Poker poses a challenge to A.I. because it involves multiple players and a plethora of hidden information. Facebook/Carnegie Mellon University

A computer program called Pluribus has bested poker pros in a series of six-player no-limit Texas Hold’em games, reaching a milestone in artificial intelligence research. It is the first bot to beat humans in a complex multiplayer competition.

As researchers from Facebook’s A.I. lab and Carnegie Mellon University report in the journal Science, Pluribus emerged victorious in both human- and algorithm-dominated matches. Initially, Merrit Kennedy writes for NPR, five versions of the bot faced off against one professional poker player; in the next round of experiments, one bot played versus five humans. Per a Facebook blog post, the A.I. won an average of around $5 per hand, or $1,000 per hour, when playing against five human opponents. This rate is considered a “decisive margin of victory” among poker professionals.

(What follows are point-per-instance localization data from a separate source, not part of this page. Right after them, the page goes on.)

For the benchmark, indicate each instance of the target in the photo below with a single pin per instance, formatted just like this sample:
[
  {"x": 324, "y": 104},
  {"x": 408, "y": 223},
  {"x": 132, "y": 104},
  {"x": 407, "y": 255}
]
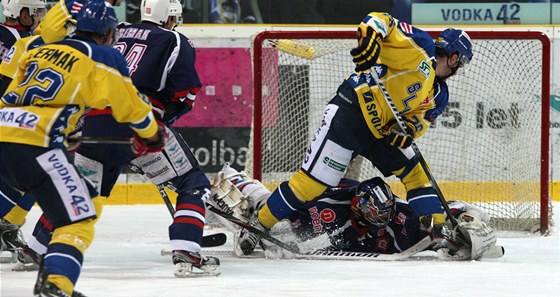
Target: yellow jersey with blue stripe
[
  {"x": 60, "y": 20},
  {"x": 57, "y": 83},
  {"x": 406, "y": 66},
  {"x": 9, "y": 64}
]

Speaking with Kennedy, four-time World Poker Tour champion Darren Elias explains that he helped train Pluribus by competing against four tables of bot rivals and alerting scientists when the A.I. made a mistake. Soon, the bot “was improving very rapidly, [going] from being a mediocre player to basically a world-class-level poker player in a matter of days and weeks.” The experience, Elias says, was “pretty scary.”

According to the Verge’s James Vincent, Pluribus—a surprisingly low-cost A.I. trained with less than $150 worth of cloud computing resources—further mastered poker strategy by playing against copies of itself and learning through trial and error. As Jennifer Ouellette notes for Ars Technica, the bot quickly realized its best course of action was a combination of gameplay and unpredictable moves.

Most human pros avoid “donk betting,” which finds a player ending one round with a call and starting the next with a bet, but Pluribus readily embraced the unpopular strategy. At the same time, Ouellette reports, the A.I. also offered up unusual bet sizes and exhibited better randomization than opponents.

“Its major strength is its ability to use mixed strategies,” Elias said, according to a CMU statement. “That's the same thing that humans try to do. It's a matter of execution for humans—to do this in a perfectly random way and to do so consistently. Most people just can't.”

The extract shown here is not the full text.